Many Are Invited
Many Are Invited is a fascinating psychological novel in which a man meddles in his married friends’ lives with disastrous consequences.
In Dennis Cuesta’s beguiling and suspenseful novel Many Are Invited, a man fuels a tragedy at a housewarming party at the dawn of the new millennium.
In the present, Steve is plagued by an unspecified trauma that took place more than twenty years ago. Urged by his therapist to write about it, he recounts what happened, reaching back to the 1990s when he worked in IT services for a phone company. Against the backdrop of California’s internet boom and the impending Y2K crisis, Steve details his workplace encounters, including with John, who became something of a friend.
After John moved on to a better job, the men met in neutral spaces; those encounters reveal the tenuous nature of their connection. They shared a competitive streak, but their friendship was based on too little substance beyond this. Neither man knew the range of the other’s thoughts, and they only kept meeting because of loose social reasons.
Such exposures act as a precursor to the men’s fraying trusts, which twist the novel in new directions. John becomes engaged to Mary, and Steve’s envy seeps in. His fleeting attraction to Mary leads to added risks, while Mary’s gorgeous roommate, Lauren, complicates the group’s interactions further with her needling discontent.
Steve’s narration is marked by his dark fixations. He accepts John’s running joke of labeling attractive women as “Swedes,” resulting in several awkward brushes with younger coworkers.
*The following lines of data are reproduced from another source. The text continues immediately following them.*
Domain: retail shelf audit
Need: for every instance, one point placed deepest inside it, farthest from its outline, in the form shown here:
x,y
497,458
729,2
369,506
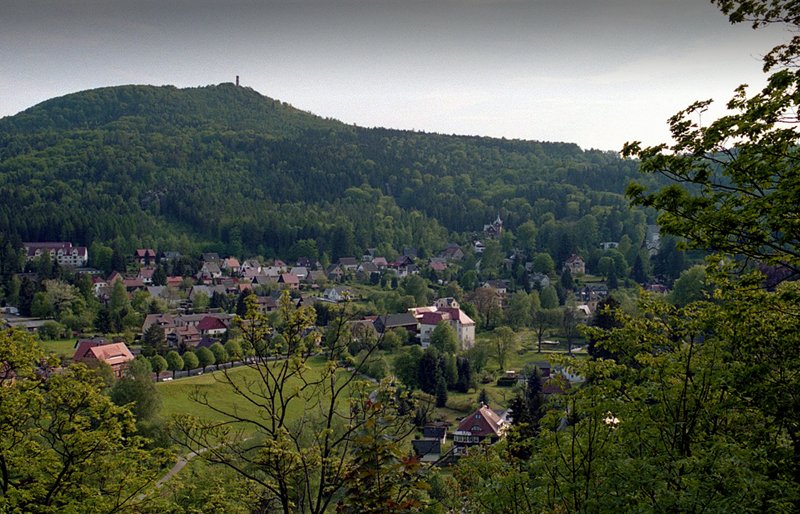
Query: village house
x,y
380,262
428,321
146,275
453,252
231,266
538,280
289,281
301,272
575,264
482,425
494,229
348,263
116,355
338,294
212,326
144,256
499,286
448,310
62,252
209,271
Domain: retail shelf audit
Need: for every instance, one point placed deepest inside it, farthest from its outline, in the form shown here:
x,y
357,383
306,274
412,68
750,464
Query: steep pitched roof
x,y
288,278
458,315
433,318
484,422
112,354
211,323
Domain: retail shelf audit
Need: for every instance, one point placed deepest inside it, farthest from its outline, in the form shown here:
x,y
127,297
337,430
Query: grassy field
x,y
61,347
176,396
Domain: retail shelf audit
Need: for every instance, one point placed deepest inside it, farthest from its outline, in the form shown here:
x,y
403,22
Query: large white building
x,y
445,309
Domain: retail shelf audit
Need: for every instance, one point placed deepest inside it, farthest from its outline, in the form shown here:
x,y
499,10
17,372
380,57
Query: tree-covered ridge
x,y
145,164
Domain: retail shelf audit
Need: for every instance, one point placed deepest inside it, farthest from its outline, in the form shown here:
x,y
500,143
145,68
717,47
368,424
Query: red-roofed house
x,y
483,424
461,323
427,324
133,284
575,264
145,256
63,253
174,281
212,326
146,275
289,281
231,265
116,355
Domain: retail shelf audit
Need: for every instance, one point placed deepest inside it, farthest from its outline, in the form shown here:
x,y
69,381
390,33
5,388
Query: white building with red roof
x,y
116,355
62,252
445,309
428,321
482,425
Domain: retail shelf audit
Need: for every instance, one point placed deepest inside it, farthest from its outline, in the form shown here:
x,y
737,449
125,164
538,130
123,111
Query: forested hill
x,y
224,167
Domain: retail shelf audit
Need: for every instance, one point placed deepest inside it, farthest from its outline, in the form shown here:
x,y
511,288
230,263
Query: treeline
x,y
227,169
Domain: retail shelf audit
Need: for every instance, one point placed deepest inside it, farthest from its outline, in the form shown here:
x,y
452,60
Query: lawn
x,y
61,347
176,395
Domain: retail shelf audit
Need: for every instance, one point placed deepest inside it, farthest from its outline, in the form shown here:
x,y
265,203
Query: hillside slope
x,y
225,167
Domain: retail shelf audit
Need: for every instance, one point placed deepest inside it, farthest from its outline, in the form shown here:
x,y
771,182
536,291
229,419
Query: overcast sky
x,y
597,73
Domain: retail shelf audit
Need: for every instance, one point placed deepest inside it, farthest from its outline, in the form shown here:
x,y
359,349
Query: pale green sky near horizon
x,y
595,73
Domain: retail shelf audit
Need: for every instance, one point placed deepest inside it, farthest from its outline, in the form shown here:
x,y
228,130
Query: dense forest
x,y
225,168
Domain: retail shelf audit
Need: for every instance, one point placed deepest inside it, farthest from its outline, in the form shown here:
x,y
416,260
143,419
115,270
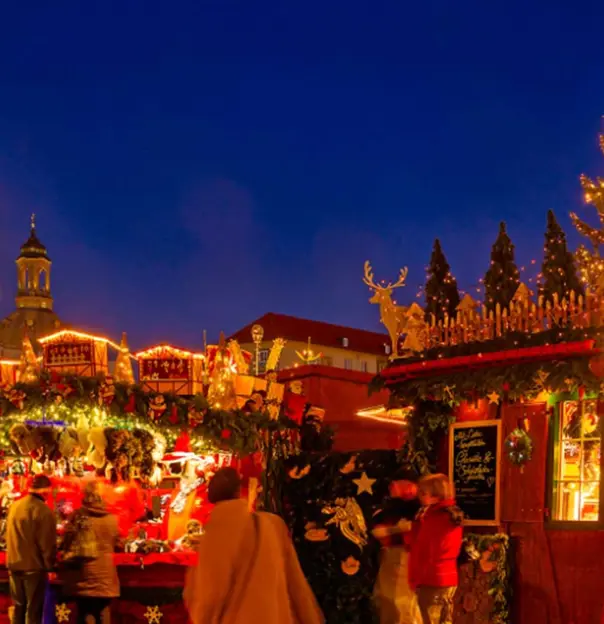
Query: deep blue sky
x,y
194,164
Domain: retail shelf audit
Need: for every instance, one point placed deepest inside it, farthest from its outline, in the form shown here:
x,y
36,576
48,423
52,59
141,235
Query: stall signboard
x,y
165,369
474,467
69,353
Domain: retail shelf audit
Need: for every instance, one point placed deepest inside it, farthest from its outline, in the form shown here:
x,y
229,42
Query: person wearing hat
x,y
396,601
247,571
31,543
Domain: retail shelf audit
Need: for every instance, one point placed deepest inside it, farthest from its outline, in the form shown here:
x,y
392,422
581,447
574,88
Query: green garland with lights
x,y
488,554
75,398
524,380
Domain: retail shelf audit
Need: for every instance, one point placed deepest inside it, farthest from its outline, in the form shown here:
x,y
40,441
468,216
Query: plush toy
x,y
69,443
106,392
44,440
97,448
157,407
119,452
144,463
21,437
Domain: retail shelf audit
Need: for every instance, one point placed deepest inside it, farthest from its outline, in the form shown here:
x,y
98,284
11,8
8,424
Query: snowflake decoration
x,y
62,612
153,615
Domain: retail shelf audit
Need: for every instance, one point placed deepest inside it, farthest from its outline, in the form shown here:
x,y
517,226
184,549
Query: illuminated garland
x,y
519,447
75,399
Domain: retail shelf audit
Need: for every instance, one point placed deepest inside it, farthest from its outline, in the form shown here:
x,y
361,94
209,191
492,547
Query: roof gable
x,y
321,334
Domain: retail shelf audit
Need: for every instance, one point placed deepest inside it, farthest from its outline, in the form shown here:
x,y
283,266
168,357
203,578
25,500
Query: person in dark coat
x,y
396,601
31,542
95,583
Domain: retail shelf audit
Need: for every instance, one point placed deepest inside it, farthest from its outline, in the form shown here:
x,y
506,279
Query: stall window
x,y
262,360
577,463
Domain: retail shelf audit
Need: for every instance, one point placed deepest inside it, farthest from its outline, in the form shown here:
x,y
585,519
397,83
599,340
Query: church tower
x,y
34,315
33,273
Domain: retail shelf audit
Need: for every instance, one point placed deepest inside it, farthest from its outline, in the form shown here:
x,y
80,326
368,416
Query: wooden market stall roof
x,y
426,368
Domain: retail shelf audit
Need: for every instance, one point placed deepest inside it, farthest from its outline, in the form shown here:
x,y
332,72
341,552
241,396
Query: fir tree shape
x,y
442,296
559,272
591,263
502,279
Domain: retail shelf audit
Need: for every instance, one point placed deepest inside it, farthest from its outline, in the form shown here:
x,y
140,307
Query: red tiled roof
x,y
321,334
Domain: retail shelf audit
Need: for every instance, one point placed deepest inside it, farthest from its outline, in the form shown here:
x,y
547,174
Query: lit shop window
x,y
577,461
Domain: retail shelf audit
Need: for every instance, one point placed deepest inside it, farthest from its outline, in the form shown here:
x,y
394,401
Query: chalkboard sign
x,y
474,454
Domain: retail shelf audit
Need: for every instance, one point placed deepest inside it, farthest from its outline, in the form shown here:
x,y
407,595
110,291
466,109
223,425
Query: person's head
x,y
434,489
404,489
92,496
224,485
40,485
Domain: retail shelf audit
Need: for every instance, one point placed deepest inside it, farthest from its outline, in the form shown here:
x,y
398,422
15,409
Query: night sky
x,y
195,164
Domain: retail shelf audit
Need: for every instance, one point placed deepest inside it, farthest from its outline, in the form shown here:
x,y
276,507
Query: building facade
x,y
315,342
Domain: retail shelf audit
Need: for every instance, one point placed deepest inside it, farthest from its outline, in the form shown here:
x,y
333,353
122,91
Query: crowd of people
x,y
247,571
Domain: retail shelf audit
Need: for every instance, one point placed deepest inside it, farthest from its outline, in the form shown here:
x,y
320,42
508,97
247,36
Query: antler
x,y
369,278
401,279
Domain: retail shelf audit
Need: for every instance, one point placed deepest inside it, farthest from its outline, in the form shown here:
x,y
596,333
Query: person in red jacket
x,y
435,545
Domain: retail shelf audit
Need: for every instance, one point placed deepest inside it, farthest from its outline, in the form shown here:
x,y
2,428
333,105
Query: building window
x,y
577,463
262,360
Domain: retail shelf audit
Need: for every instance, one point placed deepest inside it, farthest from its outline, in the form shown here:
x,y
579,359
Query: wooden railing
x,y
477,324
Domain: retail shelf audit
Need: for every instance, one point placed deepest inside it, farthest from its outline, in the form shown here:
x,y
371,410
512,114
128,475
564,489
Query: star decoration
x,y
448,391
493,398
153,615
62,613
364,484
542,379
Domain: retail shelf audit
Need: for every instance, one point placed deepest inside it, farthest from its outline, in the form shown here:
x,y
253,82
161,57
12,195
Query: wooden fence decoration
x,y
474,323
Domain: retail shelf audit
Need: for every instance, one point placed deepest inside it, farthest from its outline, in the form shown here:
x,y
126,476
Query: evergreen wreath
x,y
519,447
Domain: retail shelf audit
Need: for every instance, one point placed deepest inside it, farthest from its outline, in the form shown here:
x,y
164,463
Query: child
x,y
395,600
435,545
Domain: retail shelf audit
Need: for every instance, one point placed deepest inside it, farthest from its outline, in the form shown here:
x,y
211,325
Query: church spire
x,y
33,273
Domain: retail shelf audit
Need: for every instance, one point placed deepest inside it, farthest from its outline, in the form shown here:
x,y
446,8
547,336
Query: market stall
x,y
151,447
505,395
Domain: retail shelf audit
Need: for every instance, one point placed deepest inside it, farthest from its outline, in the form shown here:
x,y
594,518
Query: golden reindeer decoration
x,y
393,317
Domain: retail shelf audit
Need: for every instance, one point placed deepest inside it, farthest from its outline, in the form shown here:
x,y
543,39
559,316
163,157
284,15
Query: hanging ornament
x,y
314,534
123,364
348,517
194,416
153,615
350,465
519,446
106,393
296,473
62,612
350,566
493,398
29,369
157,407
130,406
174,419
364,484
17,398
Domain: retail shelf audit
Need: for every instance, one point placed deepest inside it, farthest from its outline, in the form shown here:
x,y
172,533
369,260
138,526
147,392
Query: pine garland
x,y
236,431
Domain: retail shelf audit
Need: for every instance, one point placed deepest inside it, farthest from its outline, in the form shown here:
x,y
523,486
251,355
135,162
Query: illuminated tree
x,y
591,263
502,279
442,296
558,270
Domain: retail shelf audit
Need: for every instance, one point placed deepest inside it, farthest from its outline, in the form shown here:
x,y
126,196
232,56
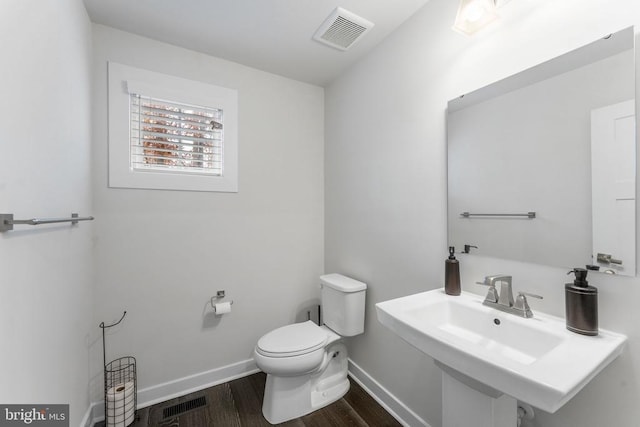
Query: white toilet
x,y
306,364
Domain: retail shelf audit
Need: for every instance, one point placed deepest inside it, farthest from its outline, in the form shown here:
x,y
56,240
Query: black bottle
x,y
581,302
452,274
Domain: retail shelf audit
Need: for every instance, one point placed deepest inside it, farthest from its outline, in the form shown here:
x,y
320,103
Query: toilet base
x,y
286,398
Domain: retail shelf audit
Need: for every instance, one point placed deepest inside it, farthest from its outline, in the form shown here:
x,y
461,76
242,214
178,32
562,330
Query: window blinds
x,y
173,137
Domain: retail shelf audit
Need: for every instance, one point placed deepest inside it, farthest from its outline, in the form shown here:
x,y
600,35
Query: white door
x,y
613,179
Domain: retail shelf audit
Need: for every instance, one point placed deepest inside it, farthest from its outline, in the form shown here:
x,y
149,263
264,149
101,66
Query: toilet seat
x,y
292,340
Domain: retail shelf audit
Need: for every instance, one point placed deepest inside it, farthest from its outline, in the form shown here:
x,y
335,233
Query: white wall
x,y
45,273
161,255
527,150
385,177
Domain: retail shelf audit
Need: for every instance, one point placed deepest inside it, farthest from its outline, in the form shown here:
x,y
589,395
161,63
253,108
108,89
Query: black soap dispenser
x,y
452,274
581,302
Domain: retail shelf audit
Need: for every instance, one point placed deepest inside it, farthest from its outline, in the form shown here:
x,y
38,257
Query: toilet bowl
x,y
306,367
306,364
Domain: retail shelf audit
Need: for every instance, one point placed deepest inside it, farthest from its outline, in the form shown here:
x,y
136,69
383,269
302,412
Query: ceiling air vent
x,y
342,29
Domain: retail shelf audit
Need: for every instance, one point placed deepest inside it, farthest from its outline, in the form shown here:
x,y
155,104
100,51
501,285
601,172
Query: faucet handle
x,y
522,304
492,294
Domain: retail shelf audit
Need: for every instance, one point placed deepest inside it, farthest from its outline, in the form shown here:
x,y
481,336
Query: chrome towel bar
x,y
7,222
530,215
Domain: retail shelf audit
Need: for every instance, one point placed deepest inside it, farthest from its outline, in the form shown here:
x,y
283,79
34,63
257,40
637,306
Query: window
x,y
170,133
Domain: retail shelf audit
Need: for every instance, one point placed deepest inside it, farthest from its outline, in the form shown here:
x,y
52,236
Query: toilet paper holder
x,y
218,296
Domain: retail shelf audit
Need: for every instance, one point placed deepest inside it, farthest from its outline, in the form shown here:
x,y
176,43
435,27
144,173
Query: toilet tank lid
x,y
342,283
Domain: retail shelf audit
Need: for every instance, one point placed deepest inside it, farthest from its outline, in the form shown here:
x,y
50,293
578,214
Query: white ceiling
x,y
271,35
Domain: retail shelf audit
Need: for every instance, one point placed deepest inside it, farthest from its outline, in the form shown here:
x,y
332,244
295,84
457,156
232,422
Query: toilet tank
x,y
342,304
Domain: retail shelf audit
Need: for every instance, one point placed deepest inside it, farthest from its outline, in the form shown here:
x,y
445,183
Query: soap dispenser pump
x,y
452,274
581,301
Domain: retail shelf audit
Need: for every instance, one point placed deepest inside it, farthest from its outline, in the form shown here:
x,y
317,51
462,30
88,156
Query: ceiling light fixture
x,y
474,15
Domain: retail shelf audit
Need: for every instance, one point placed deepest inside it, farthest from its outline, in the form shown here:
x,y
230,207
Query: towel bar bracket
x,y
7,222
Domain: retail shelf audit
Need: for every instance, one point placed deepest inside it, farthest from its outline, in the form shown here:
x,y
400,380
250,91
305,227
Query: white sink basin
x,y
535,360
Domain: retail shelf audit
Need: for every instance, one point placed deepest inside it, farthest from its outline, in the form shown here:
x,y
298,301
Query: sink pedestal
x,y
466,402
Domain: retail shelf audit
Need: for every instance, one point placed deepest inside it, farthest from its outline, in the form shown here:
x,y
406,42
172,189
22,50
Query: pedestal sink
x,y
498,356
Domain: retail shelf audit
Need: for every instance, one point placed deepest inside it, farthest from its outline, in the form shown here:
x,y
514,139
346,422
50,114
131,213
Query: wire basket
x,y
120,392
120,386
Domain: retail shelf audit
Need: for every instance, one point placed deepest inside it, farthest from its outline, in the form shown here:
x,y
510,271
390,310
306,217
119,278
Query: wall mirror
x,y
542,164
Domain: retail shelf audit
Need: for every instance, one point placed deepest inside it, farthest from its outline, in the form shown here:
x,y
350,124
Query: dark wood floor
x,y
239,404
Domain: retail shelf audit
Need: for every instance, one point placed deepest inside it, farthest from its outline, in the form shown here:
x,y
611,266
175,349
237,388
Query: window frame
x,y
125,80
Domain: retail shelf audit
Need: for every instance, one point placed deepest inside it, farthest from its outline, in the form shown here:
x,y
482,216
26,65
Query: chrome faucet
x,y
504,300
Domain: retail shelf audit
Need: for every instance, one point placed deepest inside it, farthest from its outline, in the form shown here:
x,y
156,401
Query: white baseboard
x,y
162,392
192,383
388,401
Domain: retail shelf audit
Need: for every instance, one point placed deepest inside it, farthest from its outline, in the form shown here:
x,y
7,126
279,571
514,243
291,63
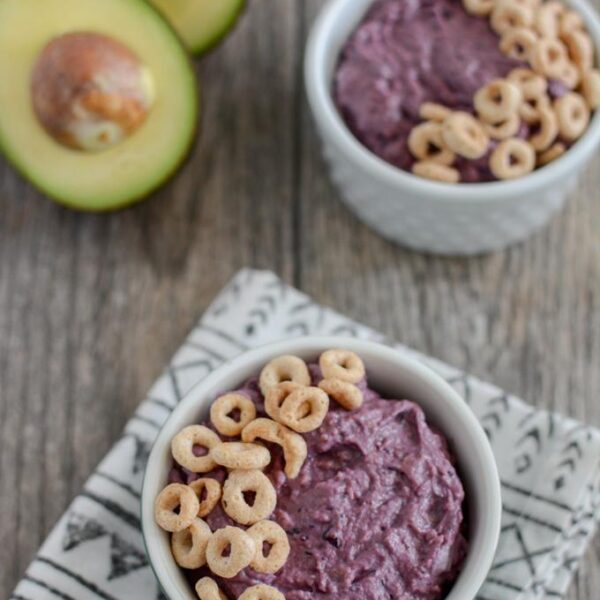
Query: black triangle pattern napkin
x,y
549,464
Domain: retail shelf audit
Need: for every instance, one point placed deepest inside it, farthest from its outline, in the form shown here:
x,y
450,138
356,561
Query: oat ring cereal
x,y
529,82
304,410
277,555
176,507
590,88
581,49
547,125
240,455
234,501
512,158
189,545
505,129
570,20
435,171
573,115
229,550
276,395
431,111
343,392
532,105
508,14
222,408
261,592
283,368
182,448
207,589
464,135
551,154
498,100
343,364
548,17
518,42
425,142
208,491
293,445
549,57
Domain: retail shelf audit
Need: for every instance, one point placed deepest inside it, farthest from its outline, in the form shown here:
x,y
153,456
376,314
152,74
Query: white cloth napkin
x,y
549,465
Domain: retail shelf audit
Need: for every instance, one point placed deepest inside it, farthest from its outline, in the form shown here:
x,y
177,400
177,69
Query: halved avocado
x,y
201,23
96,179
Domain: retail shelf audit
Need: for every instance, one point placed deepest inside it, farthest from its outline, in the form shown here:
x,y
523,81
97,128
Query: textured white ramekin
x,y
394,375
426,215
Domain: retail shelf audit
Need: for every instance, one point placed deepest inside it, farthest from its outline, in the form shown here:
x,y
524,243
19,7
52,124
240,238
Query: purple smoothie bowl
x,y
439,218
392,374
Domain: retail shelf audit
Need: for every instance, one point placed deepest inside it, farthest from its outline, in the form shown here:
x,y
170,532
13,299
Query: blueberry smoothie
x,y
408,52
376,511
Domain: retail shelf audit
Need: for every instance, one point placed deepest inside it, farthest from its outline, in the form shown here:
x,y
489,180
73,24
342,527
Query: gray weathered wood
x,y
91,307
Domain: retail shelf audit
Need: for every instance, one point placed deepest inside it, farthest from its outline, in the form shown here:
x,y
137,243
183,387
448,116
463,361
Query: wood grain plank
x,y
527,319
92,307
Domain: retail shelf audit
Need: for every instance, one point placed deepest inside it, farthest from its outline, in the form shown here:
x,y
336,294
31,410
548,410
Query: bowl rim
x,y
333,127
487,477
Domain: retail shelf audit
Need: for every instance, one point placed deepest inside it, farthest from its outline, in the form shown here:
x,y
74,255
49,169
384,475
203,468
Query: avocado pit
x,y
89,91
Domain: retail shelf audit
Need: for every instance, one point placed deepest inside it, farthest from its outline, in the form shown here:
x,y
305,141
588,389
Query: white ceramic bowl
x,y
390,373
426,215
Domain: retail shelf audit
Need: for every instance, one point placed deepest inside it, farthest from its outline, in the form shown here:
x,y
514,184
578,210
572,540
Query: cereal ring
x,y
241,551
498,100
573,115
261,592
234,503
581,49
464,135
430,111
528,111
529,82
182,448
176,496
435,171
208,491
207,589
480,8
549,57
343,392
305,409
518,43
590,88
551,154
240,455
189,546
222,408
343,364
508,14
547,125
569,21
277,555
570,75
425,142
547,19
276,395
283,368
293,445
512,158
505,129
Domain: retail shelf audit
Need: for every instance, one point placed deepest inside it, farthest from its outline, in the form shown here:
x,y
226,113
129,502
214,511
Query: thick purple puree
x,y
405,53
376,512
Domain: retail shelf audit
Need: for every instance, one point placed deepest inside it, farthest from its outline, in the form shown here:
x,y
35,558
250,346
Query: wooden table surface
x,y
92,307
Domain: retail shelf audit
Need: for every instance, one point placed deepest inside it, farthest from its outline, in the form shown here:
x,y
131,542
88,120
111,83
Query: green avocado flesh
x,y
201,23
130,170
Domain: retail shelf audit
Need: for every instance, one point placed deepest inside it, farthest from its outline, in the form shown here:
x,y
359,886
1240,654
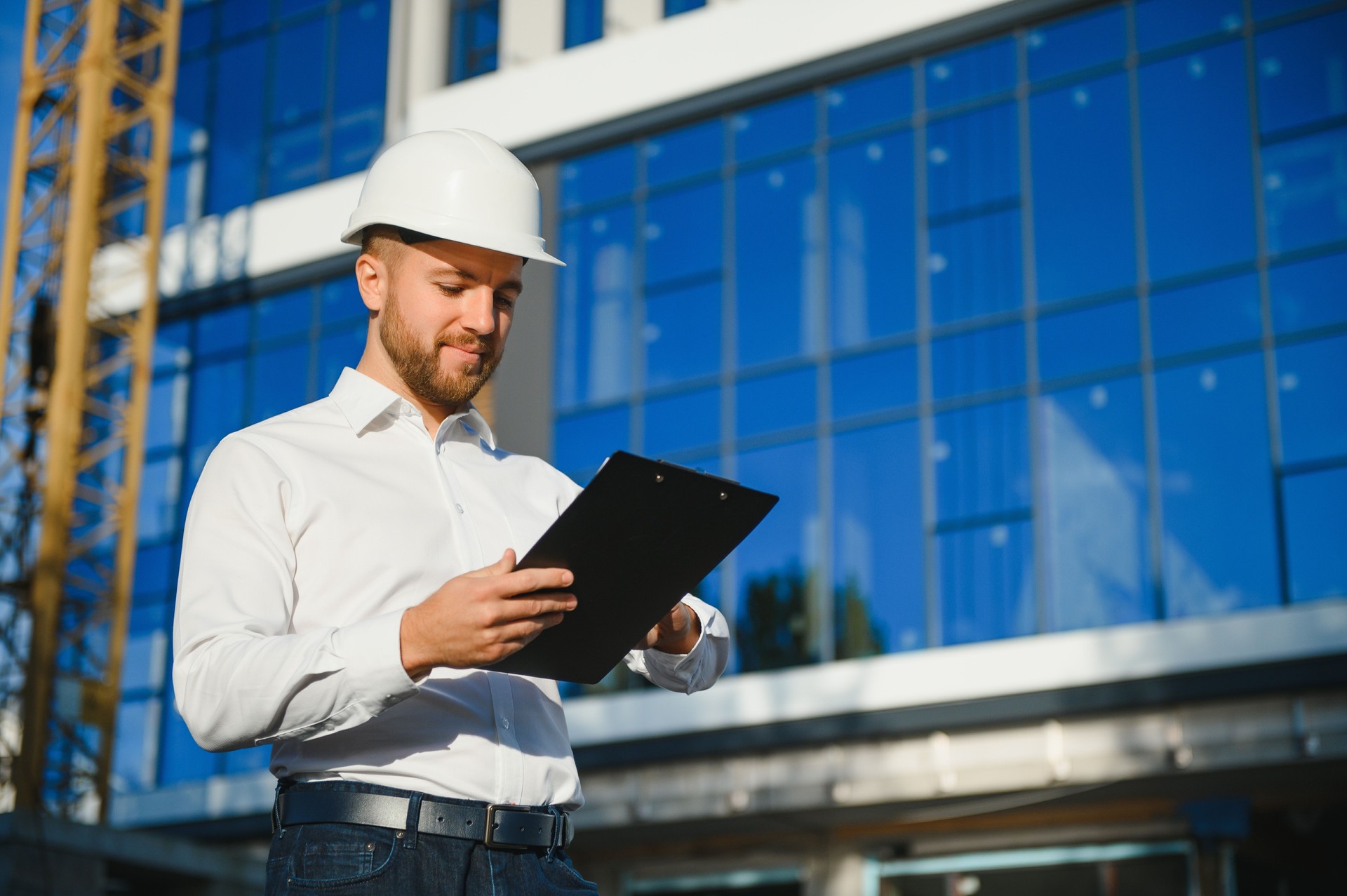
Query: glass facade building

He is calculating by nature and admits to unsettling feelings of apathy toward John. Though his flaws are intriguing, his reliability comes into question. And then Lauren’s behavior takes a turn toward the vindictive, adding tension.
Steve’s disclosures about John’s December 1999 party are slow to emerge. He shares them in conversations with others, discussing the layers of John and Mary’s marriage, as well as their simmering hidden rivalries. The couple held grave secrets from each other—a fact that Steve used to his advantage as he shuttled between them, feeding into their hazardous misunderstandings and arranging a pivotal reveal. Still, Steve’s hindsight is limited by his vices, and he meanders his way toward divulging truths without examining his choices in depth. The concluding scenes rush to explain the reasons for Steve’s later isolation.
Part confession and part expiation of a man’s mental burdens, Many Are Invited is a fascinating psychological novel about the disastrous consequences of meddling in the lives of others.